During the next five years APL intends to specifically target market and product differentiation, better management of market volatility, driving consumer demand, social licence and enabling viable productive farms.
But at the coalface many pork producers are already making their own luck and generating strong community demand for their innovative pork products.
Wellington butcher and pork producer Rodney Dowton is right in the thick of making a living from both ends of the meat and livestock production chain.
He breeds his own pigs and lambs on his property a little west of town.
Mr Dowton and his wife, Monque, run the Dowto's Family Meats butchery to complement the farm's production.
He started his butchering career as an apprentice to Greg Gillin, who bought the shop in the late 1980s.
Mr Gillin was a specialist when it came to curing and Mr Dowton said he soaked up all the mentoring he could to become quite adept with the process.
As a result, the shop offers cured hams and chickens, plus smoked products including bacon, chooks, and a range of homemade salamis.

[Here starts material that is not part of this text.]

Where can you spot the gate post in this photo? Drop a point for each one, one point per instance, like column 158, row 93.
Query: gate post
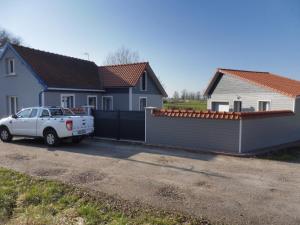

The lead-up to Christmas preparing hams meant all hands on deck at Dowto's Family Meats butchery.
Their butcher shop is now one of only three family-own butcher shops in town, but it's still competing well against the Coles and Woolworths meat aisles also in Wellington.
Mr Dowton said his ham smoking process during curing used shavings from either white box, mountain red gum or even acacias.
"You really can't beat Aussie hardwood for smoking, although acacias are soft, but give a real bush taste," he said.
All his wood comes from their property Four Winds between Walma and Arthurville.
All their animals are rangeland bred and reared, so there's a "grassfed" taste to the meat with not a lot of grain.
Mr Dowton said he tried to manage up to three litters from his sows a year.
"They roam the farm and piglets have to survive, especially the foxes in winter, and I'll market those as either suckers or baconers, depending on the time of year, and of course the lead up to Christmas is ham time," he said.
Mr Dowton takes his stock to Cowra abattoir for slaughter.
"I fill the trailer with straw (home grown cereal) and you can see the pigs enjoy the ride," he said.
"I reckon they fall asleep they are so comfortable, and I can assure you they're hard to budge out of the straw when they arrive."
Mr Dowton said he was using Duroc sows with either a Red Duroc or a Large White boar to produce his pigs for the butcher shop.
In addition to the pigs, he runs Glenwood SRS blood Merino ewes with either Merino or meat breed rams.
At present, he has an Aussie White ram whose progeny are about four months and getting close to market.
The progeny are all sold as home-grown prime lamb.
Mr Dowton said the taste of his Merino lambs was "fantastic".
"I reckon you can't taste the difference between these and crossbreds," he said.